Hassanzadeh Hamed, Kholghi Mahnoosh, Nguyen Anthony, Chu Kevin
Australian e-Health Research Centre, CSIRO, Brisbane, QLD, Australia.
Royal Brisbane andWomens Hospital, Brisbane, QLD, Australia.
AMIA Annu Symp Proc. 2018 Dec 5;2018:545-554. eCollection 2018.

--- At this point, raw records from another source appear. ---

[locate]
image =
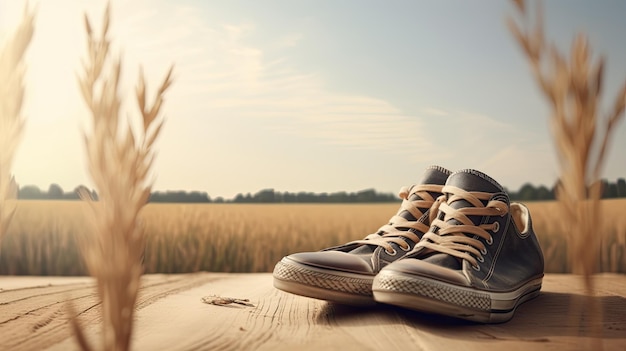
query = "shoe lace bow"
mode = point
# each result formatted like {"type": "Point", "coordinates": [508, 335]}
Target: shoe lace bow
{"type": "Point", "coordinates": [458, 237]}
{"type": "Point", "coordinates": [399, 227]}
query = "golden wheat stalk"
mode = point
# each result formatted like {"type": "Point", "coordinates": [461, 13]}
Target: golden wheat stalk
{"type": "Point", "coordinates": [119, 163]}
{"type": "Point", "coordinates": [573, 87]}
{"type": "Point", "coordinates": [11, 119]}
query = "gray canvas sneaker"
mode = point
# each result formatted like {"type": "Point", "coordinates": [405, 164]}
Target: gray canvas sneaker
{"type": "Point", "coordinates": [479, 260]}
{"type": "Point", "coordinates": [345, 273]}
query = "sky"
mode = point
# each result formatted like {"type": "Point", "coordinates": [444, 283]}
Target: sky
{"type": "Point", "coordinates": [318, 96]}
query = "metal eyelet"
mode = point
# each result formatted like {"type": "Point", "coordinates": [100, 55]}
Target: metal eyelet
{"type": "Point", "coordinates": [496, 227]}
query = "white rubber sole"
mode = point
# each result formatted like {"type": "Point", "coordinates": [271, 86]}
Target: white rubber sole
{"type": "Point", "coordinates": [324, 284]}
{"type": "Point", "coordinates": [432, 296]}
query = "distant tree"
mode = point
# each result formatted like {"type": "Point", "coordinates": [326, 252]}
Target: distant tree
{"type": "Point", "coordinates": [55, 191]}
{"type": "Point", "coordinates": [612, 191]}
{"type": "Point", "coordinates": [527, 192]}
{"type": "Point", "coordinates": [621, 187]}
{"type": "Point", "coordinates": [264, 196]}
{"type": "Point", "coordinates": [543, 193]}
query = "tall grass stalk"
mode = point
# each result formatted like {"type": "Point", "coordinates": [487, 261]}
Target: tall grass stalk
{"type": "Point", "coordinates": [581, 132]}
{"type": "Point", "coordinates": [12, 69]}
{"type": "Point", "coordinates": [119, 163]}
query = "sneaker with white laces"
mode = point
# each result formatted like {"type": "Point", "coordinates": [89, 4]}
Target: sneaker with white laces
{"type": "Point", "coordinates": [345, 273]}
{"type": "Point", "coordinates": [479, 261]}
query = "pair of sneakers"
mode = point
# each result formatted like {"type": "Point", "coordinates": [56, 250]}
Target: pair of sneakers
{"type": "Point", "coordinates": [456, 247]}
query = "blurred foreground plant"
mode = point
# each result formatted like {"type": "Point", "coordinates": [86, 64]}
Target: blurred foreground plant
{"type": "Point", "coordinates": [119, 163]}
{"type": "Point", "coordinates": [581, 132]}
{"type": "Point", "coordinates": [11, 99]}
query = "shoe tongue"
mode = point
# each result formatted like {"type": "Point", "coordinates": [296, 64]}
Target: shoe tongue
{"type": "Point", "coordinates": [432, 175]}
{"type": "Point", "coordinates": [472, 180]}
{"type": "Point", "coordinates": [468, 180]}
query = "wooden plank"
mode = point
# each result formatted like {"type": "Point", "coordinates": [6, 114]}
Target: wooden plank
{"type": "Point", "coordinates": [171, 316]}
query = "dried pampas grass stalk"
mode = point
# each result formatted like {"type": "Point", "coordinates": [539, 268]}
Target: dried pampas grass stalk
{"type": "Point", "coordinates": [119, 162]}
{"type": "Point", "coordinates": [573, 87]}
{"type": "Point", "coordinates": [11, 120]}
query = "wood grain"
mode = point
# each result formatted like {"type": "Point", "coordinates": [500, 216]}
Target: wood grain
{"type": "Point", "coordinates": [172, 316]}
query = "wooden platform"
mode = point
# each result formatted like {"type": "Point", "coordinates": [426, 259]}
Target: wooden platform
{"type": "Point", "coordinates": [171, 316]}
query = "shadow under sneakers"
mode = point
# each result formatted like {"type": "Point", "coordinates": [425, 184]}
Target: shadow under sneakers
{"type": "Point", "coordinates": [345, 273]}
{"type": "Point", "coordinates": [479, 260]}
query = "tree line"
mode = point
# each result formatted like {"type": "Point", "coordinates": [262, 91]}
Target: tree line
{"type": "Point", "coordinates": [527, 192]}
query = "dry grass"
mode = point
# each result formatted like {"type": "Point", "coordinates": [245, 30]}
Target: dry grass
{"type": "Point", "coordinates": [253, 237]}
{"type": "Point", "coordinates": [573, 88]}
{"type": "Point", "coordinates": [11, 120]}
{"type": "Point", "coordinates": [120, 161]}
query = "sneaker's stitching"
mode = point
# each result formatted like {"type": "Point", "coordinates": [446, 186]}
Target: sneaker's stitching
{"type": "Point", "coordinates": [494, 259]}
{"type": "Point", "coordinates": [435, 291]}
{"type": "Point", "coordinates": [326, 281]}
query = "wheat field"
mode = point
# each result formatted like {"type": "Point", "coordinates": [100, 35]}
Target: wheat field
{"type": "Point", "coordinates": [42, 238]}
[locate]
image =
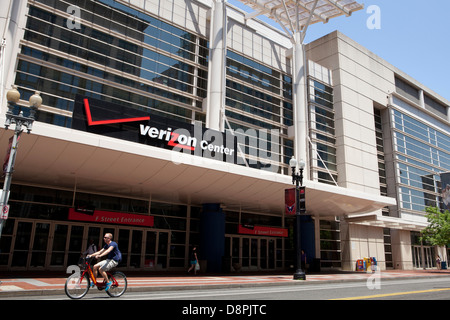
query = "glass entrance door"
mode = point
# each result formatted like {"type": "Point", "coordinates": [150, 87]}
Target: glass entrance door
{"type": "Point", "coordinates": [54, 245]}
{"type": "Point", "coordinates": [251, 253]}
{"type": "Point", "coordinates": [423, 257]}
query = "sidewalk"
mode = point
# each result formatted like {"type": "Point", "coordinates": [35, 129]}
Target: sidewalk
{"type": "Point", "coordinates": [12, 286]}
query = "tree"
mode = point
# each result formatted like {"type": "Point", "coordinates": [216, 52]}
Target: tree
{"type": "Point", "coordinates": [438, 231]}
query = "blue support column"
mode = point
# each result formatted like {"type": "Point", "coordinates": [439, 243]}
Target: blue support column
{"type": "Point", "coordinates": [212, 236]}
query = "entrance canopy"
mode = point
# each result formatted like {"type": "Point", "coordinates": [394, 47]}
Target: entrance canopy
{"type": "Point", "coordinates": [93, 163]}
{"type": "Point", "coordinates": [298, 15]}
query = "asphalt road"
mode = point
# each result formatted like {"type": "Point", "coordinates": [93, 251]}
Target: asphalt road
{"type": "Point", "coordinates": [373, 289]}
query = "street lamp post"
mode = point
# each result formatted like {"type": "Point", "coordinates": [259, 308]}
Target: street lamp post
{"type": "Point", "coordinates": [20, 121]}
{"type": "Point", "coordinates": [297, 179]}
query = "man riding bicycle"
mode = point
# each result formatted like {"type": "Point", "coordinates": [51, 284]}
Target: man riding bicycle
{"type": "Point", "coordinates": [114, 256]}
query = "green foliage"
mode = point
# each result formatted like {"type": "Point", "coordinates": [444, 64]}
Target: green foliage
{"type": "Point", "coordinates": [438, 231]}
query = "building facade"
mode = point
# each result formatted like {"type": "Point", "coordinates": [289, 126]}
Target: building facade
{"type": "Point", "coordinates": [145, 133]}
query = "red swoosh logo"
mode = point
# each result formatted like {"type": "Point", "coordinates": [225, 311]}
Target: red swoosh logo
{"type": "Point", "coordinates": [95, 123]}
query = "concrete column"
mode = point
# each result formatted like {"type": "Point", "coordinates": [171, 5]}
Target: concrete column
{"type": "Point", "coordinates": [217, 63]}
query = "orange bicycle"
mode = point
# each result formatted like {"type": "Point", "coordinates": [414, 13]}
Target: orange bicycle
{"type": "Point", "coordinates": [78, 284]}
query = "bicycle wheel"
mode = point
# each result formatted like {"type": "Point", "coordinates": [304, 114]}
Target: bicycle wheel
{"type": "Point", "coordinates": [119, 284]}
{"type": "Point", "coordinates": [77, 286]}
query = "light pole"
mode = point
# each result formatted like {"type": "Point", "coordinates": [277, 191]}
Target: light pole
{"type": "Point", "coordinates": [20, 121]}
{"type": "Point", "coordinates": [298, 180]}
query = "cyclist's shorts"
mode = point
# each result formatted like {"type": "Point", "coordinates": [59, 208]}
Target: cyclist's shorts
{"type": "Point", "coordinates": [108, 264]}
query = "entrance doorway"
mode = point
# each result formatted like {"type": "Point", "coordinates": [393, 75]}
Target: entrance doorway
{"type": "Point", "coordinates": [251, 253]}
{"type": "Point", "coordinates": [423, 257]}
{"type": "Point", "coordinates": [50, 245]}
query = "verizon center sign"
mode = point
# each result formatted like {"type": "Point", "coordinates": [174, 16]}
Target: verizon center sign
{"type": "Point", "coordinates": [126, 123]}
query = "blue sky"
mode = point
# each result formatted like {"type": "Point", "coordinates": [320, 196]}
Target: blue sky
{"type": "Point", "coordinates": [414, 36]}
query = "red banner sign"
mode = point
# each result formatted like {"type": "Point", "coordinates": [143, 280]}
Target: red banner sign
{"type": "Point", "coordinates": [289, 202]}
{"type": "Point", "coordinates": [111, 217]}
{"type": "Point", "coordinates": [263, 231]}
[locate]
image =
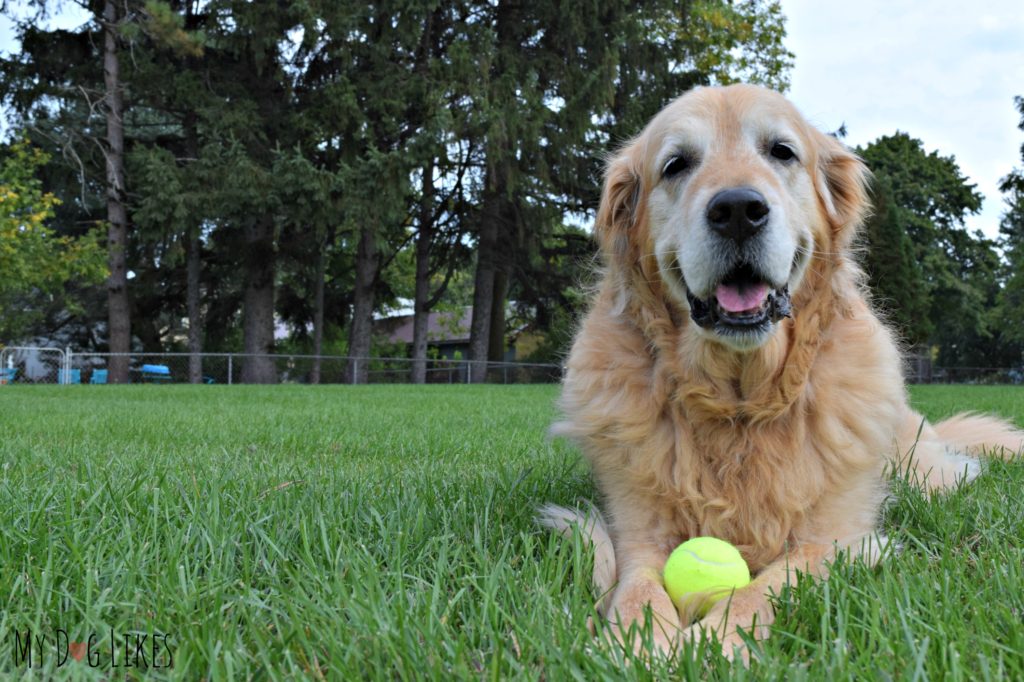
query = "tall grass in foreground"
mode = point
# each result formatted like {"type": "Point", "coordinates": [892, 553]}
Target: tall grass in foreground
{"type": "Point", "coordinates": [387, 533]}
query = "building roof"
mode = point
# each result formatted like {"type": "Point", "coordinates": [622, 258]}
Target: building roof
{"type": "Point", "coordinates": [442, 327]}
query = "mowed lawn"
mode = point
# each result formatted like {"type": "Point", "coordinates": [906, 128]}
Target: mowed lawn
{"type": "Point", "coordinates": [387, 531]}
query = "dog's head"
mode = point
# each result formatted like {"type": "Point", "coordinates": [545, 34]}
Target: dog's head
{"type": "Point", "coordinates": [725, 198]}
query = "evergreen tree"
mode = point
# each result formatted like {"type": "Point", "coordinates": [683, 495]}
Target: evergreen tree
{"type": "Point", "coordinates": [929, 198]}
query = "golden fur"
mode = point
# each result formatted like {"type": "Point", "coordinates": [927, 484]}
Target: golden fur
{"type": "Point", "coordinates": [781, 449]}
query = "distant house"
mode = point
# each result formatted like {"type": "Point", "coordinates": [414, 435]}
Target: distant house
{"type": "Point", "coordinates": [448, 331]}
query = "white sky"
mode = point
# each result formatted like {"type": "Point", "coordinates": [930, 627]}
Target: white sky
{"type": "Point", "coordinates": [943, 71]}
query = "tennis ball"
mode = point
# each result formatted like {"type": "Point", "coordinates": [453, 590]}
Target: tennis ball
{"type": "Point", "coordinates": [702, 570]}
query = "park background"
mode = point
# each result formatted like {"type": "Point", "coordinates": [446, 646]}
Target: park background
{"type": "Point", "coordinates": [275, 176]}
{"type": "Point", "coordinates": [417, 180]}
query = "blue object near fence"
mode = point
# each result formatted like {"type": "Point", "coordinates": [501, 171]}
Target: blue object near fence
{"type": "Point", "coordinates": [69, 376]}
{"type": "Point", "coordinates": [156, 373]}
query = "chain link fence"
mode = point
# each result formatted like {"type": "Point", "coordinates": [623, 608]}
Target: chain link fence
{"type": "Point", "coordinates": [52, 366]}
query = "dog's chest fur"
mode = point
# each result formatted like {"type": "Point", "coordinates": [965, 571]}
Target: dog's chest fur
{"type": "Point", "coordinates": [669, 473]}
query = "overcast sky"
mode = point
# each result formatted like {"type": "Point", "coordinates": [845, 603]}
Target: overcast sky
{"type": "Point", "coordinates": [943, 71]}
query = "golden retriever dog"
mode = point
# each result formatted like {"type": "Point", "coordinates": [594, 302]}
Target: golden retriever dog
{"type": "Point", "coordinates": [730, 378]}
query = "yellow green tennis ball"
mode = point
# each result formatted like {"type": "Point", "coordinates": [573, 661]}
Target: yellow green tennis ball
{"type": "Point", "coordinates": [701, 570]}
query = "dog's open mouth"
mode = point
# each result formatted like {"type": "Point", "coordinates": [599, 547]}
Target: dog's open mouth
{"type": "Point", "coordinates": [741, 302]}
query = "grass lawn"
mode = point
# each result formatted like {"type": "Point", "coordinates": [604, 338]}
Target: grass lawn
{"type": "Point", "coordinates": [386, 531]}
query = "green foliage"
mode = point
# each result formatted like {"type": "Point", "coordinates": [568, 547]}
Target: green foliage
{"type": "Point", "coordinates": [1010, 313]}
{"type": "Point", "coordinates": [921, 255]}
{"type": "Point", "coordinates": [36, 263]}
{"type": "Point", "coordinates": [895, 275]}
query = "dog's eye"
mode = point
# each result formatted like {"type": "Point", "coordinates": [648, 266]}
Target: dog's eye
{"type": "Point", "coordinates": [782, 152]}
{"type": "Point", "coordinates": [676, 165]}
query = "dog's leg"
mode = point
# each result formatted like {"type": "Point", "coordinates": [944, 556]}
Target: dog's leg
{"type": "Point", "coordinates": [937, 463]}
{"type": "Point", "coordinates": [640, 588]}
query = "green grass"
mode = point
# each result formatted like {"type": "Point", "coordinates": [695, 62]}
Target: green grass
{"type": "Point", "coordinates": [387, 533]}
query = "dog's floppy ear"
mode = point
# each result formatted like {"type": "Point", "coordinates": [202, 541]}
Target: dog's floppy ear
{"type": "Point", "coordinates": [620, 210]}
{"type": "Point", "coordinates": [842, 180]}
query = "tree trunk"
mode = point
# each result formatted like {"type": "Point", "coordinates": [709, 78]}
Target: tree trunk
{"type": "Point", "coordinates": [360, 333]}
{"type": "Point", "coordinates": [318, 312]}
{"type": "Point", "coordinates": [257, 329]}
{"type": "Point", "coordinates": [421, 306]}
{"type": "Point", "coordinates": [119, 314]}
{"type": "Point", "coordinates": [496, 342]}
{"type": "Point", "coordinates": [194, 264]}
{"type": "Point", "coordinates": [194, 268]}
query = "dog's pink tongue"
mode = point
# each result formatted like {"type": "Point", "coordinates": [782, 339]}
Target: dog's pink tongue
{"type": "Point", "coordinates": [737, 299]}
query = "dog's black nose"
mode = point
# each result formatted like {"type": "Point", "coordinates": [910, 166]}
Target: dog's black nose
{"type": "Point", "coordinates": [738, 213]}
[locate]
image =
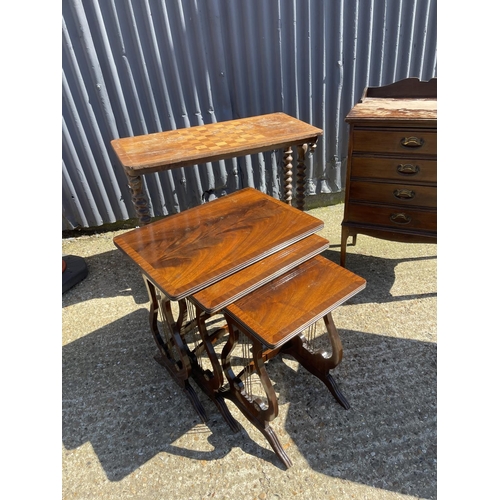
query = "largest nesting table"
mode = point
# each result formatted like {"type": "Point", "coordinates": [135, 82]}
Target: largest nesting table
{"type": "Point", "coordinates": [254, 259]}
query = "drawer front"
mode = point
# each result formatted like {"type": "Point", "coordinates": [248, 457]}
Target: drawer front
{"type": "Point", "coordinates": [403, 194]}
{"type": "Point", "coordinates": [392, 217]}
{"type": "Point", "coordinates": [394, 169]}
{"type": "Point", "coordinates": [400, 141]}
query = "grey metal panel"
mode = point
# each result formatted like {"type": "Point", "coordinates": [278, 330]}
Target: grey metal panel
{"type": "Point", "coordinates": [137, 67]}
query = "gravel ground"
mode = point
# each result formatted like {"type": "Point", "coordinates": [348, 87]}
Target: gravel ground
{"type": "Point", "coordinates": [128, 431]}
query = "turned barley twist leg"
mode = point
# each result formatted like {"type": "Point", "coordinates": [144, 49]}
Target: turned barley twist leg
{"type": "Point", "coordinates": [301, 175]}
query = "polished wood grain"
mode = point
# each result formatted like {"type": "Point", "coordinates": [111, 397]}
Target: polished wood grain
{"type": "Point", "coordinates": [235, 286]}
{"type": "Point", "coordinates": [297, 299]}
{"type": "Point", "coordinates": [216, 141]}
{"type": "Point", "coordinates": [274, 317]}
{"type": "Point", "coordinates": [185, 252]}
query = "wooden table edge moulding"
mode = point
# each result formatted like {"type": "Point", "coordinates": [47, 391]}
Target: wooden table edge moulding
{"type": "Point", "coordinates": [156, 152]}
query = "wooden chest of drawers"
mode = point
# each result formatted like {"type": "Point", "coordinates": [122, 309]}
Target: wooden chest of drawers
{"type": "Point", "coordinates": [391, 185]}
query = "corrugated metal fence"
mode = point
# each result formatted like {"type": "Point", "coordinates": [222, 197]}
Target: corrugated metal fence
{"type": "Point", "coordinates": [134, 67]}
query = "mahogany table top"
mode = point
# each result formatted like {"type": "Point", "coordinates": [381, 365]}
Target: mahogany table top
{"type": "Point", "coordinates": [286, 306]}
{"type": "Point", "coordinates": [188, 251]}
{"type": "Point", "coordinates": [216, 141]}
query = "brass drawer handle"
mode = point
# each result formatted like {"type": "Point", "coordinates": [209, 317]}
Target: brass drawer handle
{"type": "Point", "coordinates": [404, 194]}
{"type": "Point", "coordinates": [408, 169]}
{"type": "Point", "coordinates": [400, 218]}
{"type": "Point", "coordinates": [412, 142]}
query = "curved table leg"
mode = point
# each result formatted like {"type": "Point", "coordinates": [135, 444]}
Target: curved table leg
{"type": "Point", "coordinates": [139, 199]}
{"type": "Point", "coordinates": [317, 362]}
{"type": "Point", "coordinates": [258, 412]}
{"type": "Point", "coordinates": [210, 380]}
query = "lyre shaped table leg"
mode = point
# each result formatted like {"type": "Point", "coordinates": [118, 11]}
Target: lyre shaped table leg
{"type": "Point", "coordinates": [316, 362]}
{"type": "Point", "coordinates": [210, 381]}
{"type": "Point", "coordinates": [172, 354]}
{"type": "Point", "coordinates": [258, 413]}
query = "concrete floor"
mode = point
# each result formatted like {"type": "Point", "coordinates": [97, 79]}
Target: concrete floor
{"type": "Point", "coordinates": [129, 432]}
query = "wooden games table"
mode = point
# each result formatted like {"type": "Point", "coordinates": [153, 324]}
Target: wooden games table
{"type": "Point", "coordinates": [185, 147]}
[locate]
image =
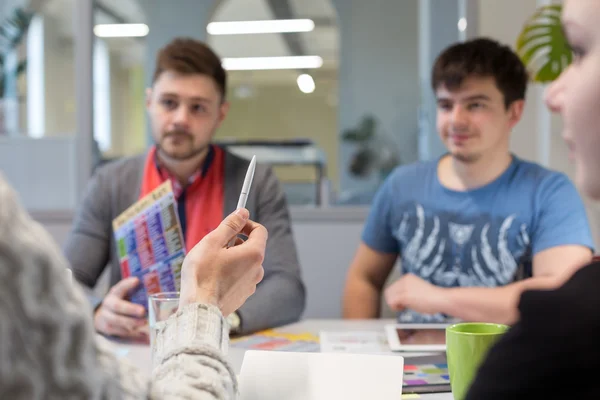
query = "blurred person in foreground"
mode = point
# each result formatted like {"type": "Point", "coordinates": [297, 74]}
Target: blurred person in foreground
{"type": "Point", "coordinates": [552, 351]}
{"type": "Point", "coordinates": [48, 346]}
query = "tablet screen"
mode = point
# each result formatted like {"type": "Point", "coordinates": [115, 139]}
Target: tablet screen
{"type": "Point", "coordinates": [421, 336]}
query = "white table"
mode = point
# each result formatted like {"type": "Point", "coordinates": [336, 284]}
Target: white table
{"type": "Point", "coordinates": [139, 354]}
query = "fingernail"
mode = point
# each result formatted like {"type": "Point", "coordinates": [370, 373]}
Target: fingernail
{"type": "Point", "coordinates": [242, 212]}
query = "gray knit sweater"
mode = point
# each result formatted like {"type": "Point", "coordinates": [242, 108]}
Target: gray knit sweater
{"type": "Point", "coordinates": [48, 346]}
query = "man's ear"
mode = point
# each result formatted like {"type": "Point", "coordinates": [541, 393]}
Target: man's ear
{"type": "Point", "coordinates": [223, 111]}
{"type": "Point", "coordinates": [515, 111]}
{"type": "Point", "coordinates": [148, 97]}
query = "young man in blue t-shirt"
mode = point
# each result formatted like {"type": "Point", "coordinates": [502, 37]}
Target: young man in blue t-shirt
{"type": "Point", "coordinates": [478, 226]}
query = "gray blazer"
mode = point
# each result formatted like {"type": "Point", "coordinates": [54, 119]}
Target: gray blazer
{"type": "Point", "coordinates": [279, 299]}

Reviewing radiology reports in emergency departments is an essential but laborious task. Timely follow-up of patients with abnormal cases in their radiology reports may dramatically affect the patient's outcome, especially if they have been discharged with a different initial diagnosis. Machine learning approaches have been devised to expedite the process and detect the cases that demand instant follow up. However, these approaches require a large amount of labeled data to train reliable predictive models. Preparing such a large dataset, which needs to be manually annotated by health professionals, is costly and time-consuming. This paper investigates a semi-supervised transfer learning framework for radiology report classification across three hospitals. The main goal is to leverage both vastly available clinical unlabeled data and already learned knowledge in order to improve a learning model where limited labeled data is available. Our experimental findings show that (1) convolutional neural networks (CNNs), while being independent of any problem-specific feature engineering, achieve significantly higher effectiveness compared to conventional supervised learning approaches, (2) leveraging unlabeled data in training a CNN-based classifier reduces the dependency on labeled data by more than 50% to reach the same performance of a fully supervised CNN, and (3) transferring the knowledge gained from available labeled data in an external source hospital significantly improves the performance of a semi-supervised CNN model over their fully supervised counterparts in a target hospital.
在急诊科查看放射学报告是一项重要但艰巨的任务。对放射学报告中有异常情况的患者进行及时随访可能会显著影响患者的治疗结果,尤其是当他们出院时的初步诊断不同时。已经设计了机器学习方法来加快这一过程并检测需要立即随访的病例。然而,这些方法需要大量的标记数据来训练可靠的预测模型。准备这样一个需要由卫生专业人员手动注释的大型数据集既昂贵又耗时。本文研究了一种用于三家医院放射学报告分类的半监督迁移学习框架。主要目标是利用大量可用的临床未标记数据和已学到的知识,以改进在标记数据有限的情况下的学习模型。我们的实验结果表明:(1)卷积神经网络(CNN)虽然独立于任何特定问题的特征工程,但与传统的监督学习方法相比,具有显著更高的有效性;(2)在训练基于CNN的分类器时利用未标记数据可将对标记数据的依赖性降低50%以上,以达到与完全监督的CNN相同的性能;(3)在外部源医院中转移从可用标记数据中获得的知识,可显著提高半监督CNN模型在目标医院中的性能,优于其完全监督的对应模型。